The ATO has set out its view on the Sole Purpose Test and other implications of the Aussiegolfa Pty Ltd (Trustee) v. Federal Commissioner of Taxation case in a Decision Impact Statement.
Decision Impact Statements are a tool used by the ATO to advise the community on the views of the tax office following from a court or tribunal ruling.
The Aussiegolfa case, which was supported by listed company Domacom, involved questions of the Sole Purpose Test, sub-funds/related trusts and In-House assets. In short, the case revolved around leasing a residential property – held in a sub-fund – to a relative of a member of the SMSF.
The Federal Court initially found that the sub-fund was a ‘related trust’ and the investment in it would be an in-house asset of the SMSF, and that the SMSF had breached the Sole Purpose Test. However on appeal the Full Court found that the first judge had erred in concluding that there had been a breach of the Sole Purpose Test. Neither side decided to appeal to the High Court.
Sole Purpose Test
In terms of the Sole Purpose Test, the ATO says “the Commissioner considers that the decision of the Court is referrable to the particular facts of the case.”
“We do not consider that the case is authority for the proposition that a superannuation fund trustee can never contravene the sole purpose test when leasing an asset to a related party simply because market-value rent is received.”
The ATO notes that the residential property had been leased to two unrelated tenants for two years prior to being leased to the daughter of the member of the SMSF. Also the daughter paid equivalent market rent, and there was “no suggestion” that the leasing to the daughter had influenced the investment policy of the SMSF.
“It is the purpose of making and maintaining a fund’s investments that is central to identifying if there is a contravention of the sole purpose test. We note the observations of the court that a collateral purpose, and a contravention of section 62 of the SISA, could well be present if, for example, the circumstances indicated that leasing to a related party had influenced the fund’s investment policy.”
“For example, in the Commissioner’s view a superannuation fund trustee will contravene the sole purpose test if the fund acquires residential premises for the collateral purpose of leasing the premises to an associate of the fund, even where the associate pays rent at market value.”
Sub-funds / related trusts
The ATO said, in the Decision Impact Statement, that “the decision provides valuable guidance on the factors that might be considered in determining whether a new trust has been created at general law”.
“Whether classes of a trust are in fact separate trusts will depend on the particular facts and circumstances of each case having regard to factors considered by the Court, including the relevant governing and disclosure documents, the ‘terms of issue’ of the class and the general law concept of a trust.”
Though the ATO “does not expect that this case will have a significant impact on traditional multi-class managed funds”.

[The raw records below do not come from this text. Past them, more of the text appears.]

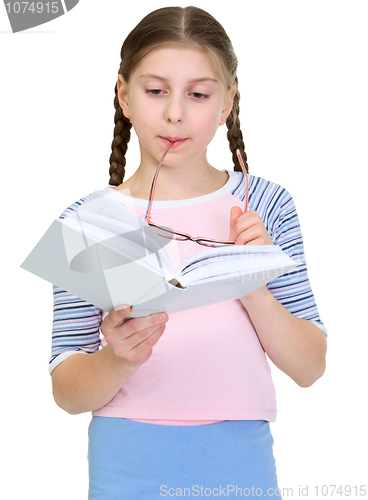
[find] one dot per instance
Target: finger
(137, 325)
(137, 347)
(255, 235)
(116, 316)
(235, 213)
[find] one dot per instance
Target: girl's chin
(175, 143)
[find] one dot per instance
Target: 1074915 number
(34, 7)
(338, 490)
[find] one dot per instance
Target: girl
(181, 405)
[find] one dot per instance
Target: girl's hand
(133, 339)
(248, 228)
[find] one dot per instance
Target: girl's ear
(228, 105)
(123, 96)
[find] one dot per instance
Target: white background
(303, 81)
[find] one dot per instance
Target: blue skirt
(141, 461)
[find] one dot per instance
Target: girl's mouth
(176, 141)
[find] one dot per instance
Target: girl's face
(175, 94)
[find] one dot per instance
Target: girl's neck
(175, 183)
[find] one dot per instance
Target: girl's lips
(176, 141)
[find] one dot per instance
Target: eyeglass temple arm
(150, 200)
(245, 178)
(148, 212)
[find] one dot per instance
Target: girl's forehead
(177, 62)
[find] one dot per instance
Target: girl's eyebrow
(162, 78)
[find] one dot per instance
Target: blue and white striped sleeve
(75, 328)
(293, 289)
(276, 208)
(76, 323)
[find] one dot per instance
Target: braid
(119, 145)
(234, 134)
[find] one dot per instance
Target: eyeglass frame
(184, 236)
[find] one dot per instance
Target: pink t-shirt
(209, 364)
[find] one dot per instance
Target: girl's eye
(154, 91)
(199, 96)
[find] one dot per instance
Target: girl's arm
(87, 382)
(295, 345)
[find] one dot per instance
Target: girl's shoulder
(72, 208)
(263, 195)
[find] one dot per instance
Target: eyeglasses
(166, 232)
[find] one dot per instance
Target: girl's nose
(174, 110)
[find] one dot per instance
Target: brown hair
(189, 26)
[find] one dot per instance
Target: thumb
(117, 315)
(235, 213)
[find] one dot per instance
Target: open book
(105, 254)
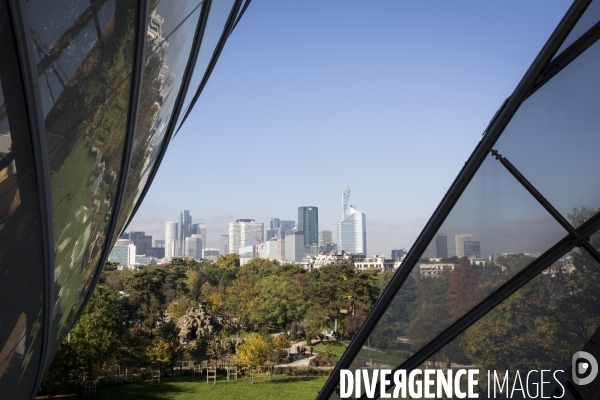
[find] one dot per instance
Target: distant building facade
(459, 241)
(244, 232)
(171, 239)
(224, 245)
(210, 254)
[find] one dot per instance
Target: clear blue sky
(389, 97)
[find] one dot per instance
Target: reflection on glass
(84, 54)
(219, 12)
(21, 262)
(494, 231)
(161, 84)
(553, 137)
(590, 17)
(539, 327)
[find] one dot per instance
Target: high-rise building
(274, 224)
(326, 241)
(172, 239)
(210, 254)
(397, 254)
(200, 229)
(285, 226)
(352, 229)
(224, 245)
(295, 250)
(143, 243)
(441, 245)
(308, 222)
(123, 253)
(430, 251)
(278, 228)
(459, 242)
(193, 246)
(244, 232)
(185, 229)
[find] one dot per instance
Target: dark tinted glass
(554, 136)
(495, 230)
(21, 261)
(539, 327)
(590, 18)
(219, 12)
(161, 84)
(85, 56)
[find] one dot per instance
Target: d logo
(590, 364)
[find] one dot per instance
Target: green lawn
(187, 388)
(336, 348)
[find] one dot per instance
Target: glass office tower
(91, 93)
(527, 195)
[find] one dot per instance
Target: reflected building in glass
(91, 93)
(533, 305)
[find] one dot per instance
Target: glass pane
(590, 17)
(21, 260)
(161, 84)
(166, 17)
(539, 327)
(494, 230)
(554, 136)
(85, 56)
(219, 12)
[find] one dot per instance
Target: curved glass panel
(539, 327)
(165, 18)
(494, 230)
(219, 12)
(21, 259)
(590, 18)
(161, 84)
(554, 136)
(85, 56)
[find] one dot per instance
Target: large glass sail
(495, 230)
(21, 261)
(84, 56)
(553, 138)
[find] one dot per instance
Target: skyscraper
(200, 229)
(171, 239)
(295, 250)
(143, 243)
(244, 232)
(224, 245)
(308, 222)
(352, 229)
(185, 229)
(459, 241)
(441, 245)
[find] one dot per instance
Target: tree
(146, 289)
(230, 261)
(254, 353)
(240, 302)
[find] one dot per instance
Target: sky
(307, 98)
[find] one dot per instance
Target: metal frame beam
(459, 185)
(20, 21)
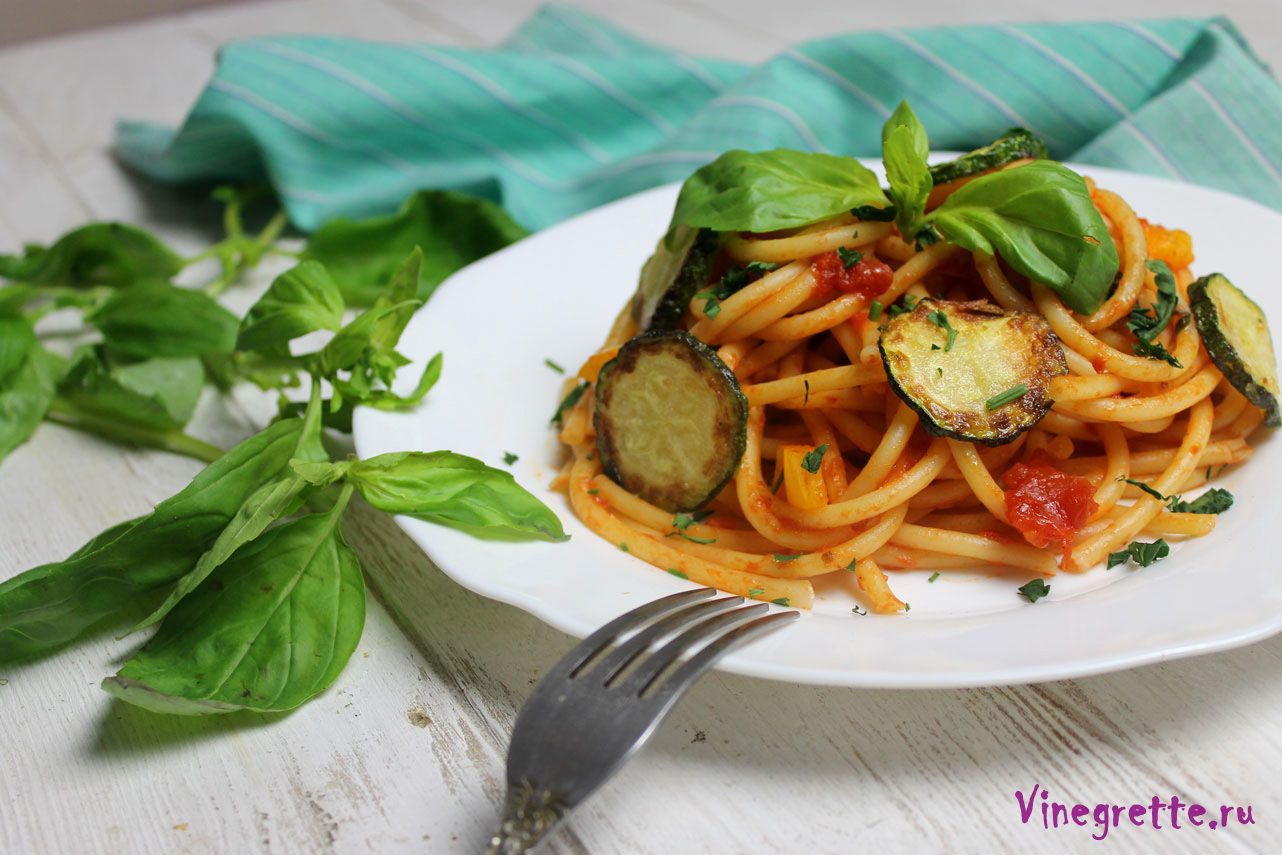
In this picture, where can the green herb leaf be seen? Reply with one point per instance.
(1012, 394)
(568, 401)
(1041, 221)
(1215, 500)
(772, 190)
(453, 230)
(54, 603)
(904, 151)
(26, 392)
(273, 627)
(814, 459)
(454, 490)
(1035, 590)
(110, 254)
(1141, 553)
(941, 319)
(160, 319)
(1146, 326)
(158, 394)
(303, 299)
(849, 258)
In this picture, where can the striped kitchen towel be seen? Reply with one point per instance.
(571, 112)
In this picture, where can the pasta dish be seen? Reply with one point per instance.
(991, 364)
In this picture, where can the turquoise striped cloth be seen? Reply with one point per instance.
(571, 112)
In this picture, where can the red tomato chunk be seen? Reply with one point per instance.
(867, 278)
(1045, 504)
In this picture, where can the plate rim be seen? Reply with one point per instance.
(1227, 639)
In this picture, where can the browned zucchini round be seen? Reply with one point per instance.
(972, 371)
(1237, 339)
(671, 421)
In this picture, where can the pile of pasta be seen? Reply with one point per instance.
(896, 499)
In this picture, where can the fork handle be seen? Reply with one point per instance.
(530, 813)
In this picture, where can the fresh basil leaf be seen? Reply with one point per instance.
(269, 630)
(24, 398)
(1041, 221)
(269, 503)
(157, 392)
(745, 191)
(160, 319)
(110, 254)
(17, 337)
(454, 490)
(904, 151)
(301, 300)
(1146, 326)
(453, 230)
(54, 603)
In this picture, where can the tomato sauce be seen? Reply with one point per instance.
(867, 278)
(1048, 505)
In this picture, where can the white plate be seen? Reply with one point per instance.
(554, 295)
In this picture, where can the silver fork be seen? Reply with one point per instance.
(601, 703)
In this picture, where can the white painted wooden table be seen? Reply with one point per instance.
(405, 753)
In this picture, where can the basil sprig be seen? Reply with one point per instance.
(904, 151)
(1039, 218)
(258, 599)
(745, 191)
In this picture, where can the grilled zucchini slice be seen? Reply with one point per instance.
(1012, 145)
(678, 268)
(1237, 339)
(991, 355)
(671, 421)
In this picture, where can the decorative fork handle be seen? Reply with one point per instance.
(528, 814)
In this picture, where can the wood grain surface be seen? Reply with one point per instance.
(405, 753)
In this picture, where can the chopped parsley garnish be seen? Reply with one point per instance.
(814, 459)
(907, 304)
(849, 258)
(1146, 326)
(735, 278)
(681, 522)
(1215, 500)
(1145, 489)
(1005, 398)
(873, 214)
(941, 319)
(1035, 590)
(568, 401)
(1140, 553)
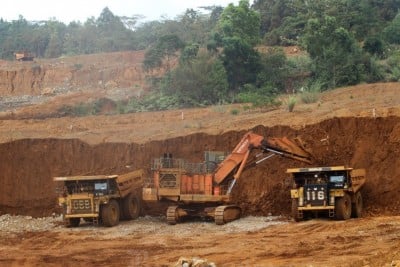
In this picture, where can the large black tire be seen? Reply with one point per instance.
(131, 207)
(74, 222)
(110, 213)
(295, 212)
(357, 206)
(343, 207)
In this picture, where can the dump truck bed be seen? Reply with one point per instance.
(126, 182)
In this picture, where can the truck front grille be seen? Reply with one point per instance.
(79, 206)
(316, 194)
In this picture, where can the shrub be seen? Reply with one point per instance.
(291, 103)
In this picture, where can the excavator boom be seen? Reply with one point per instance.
(239, 156)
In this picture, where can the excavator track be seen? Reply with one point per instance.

The ATO says it will continue to consider using its power under the SIS Act to issue a determination “as appropriate in circumstances where the trustee of a SMSF enters into an arrangement to acquire an asset that would otherwise be an in-house asset under section 71 of the SISA if directly held by the SMSF”.
In light of the ruling the ATO is considering updating its other guidance. “We will review our public advice and guidance on the sole purpose test to see if we can more clearly illustrate factors which may be important in determining whether a fund has been maintained for a collateral purpose.”
The ATO has invited comments on the Decision Impact Statement, with a closing date of 11 January 2019.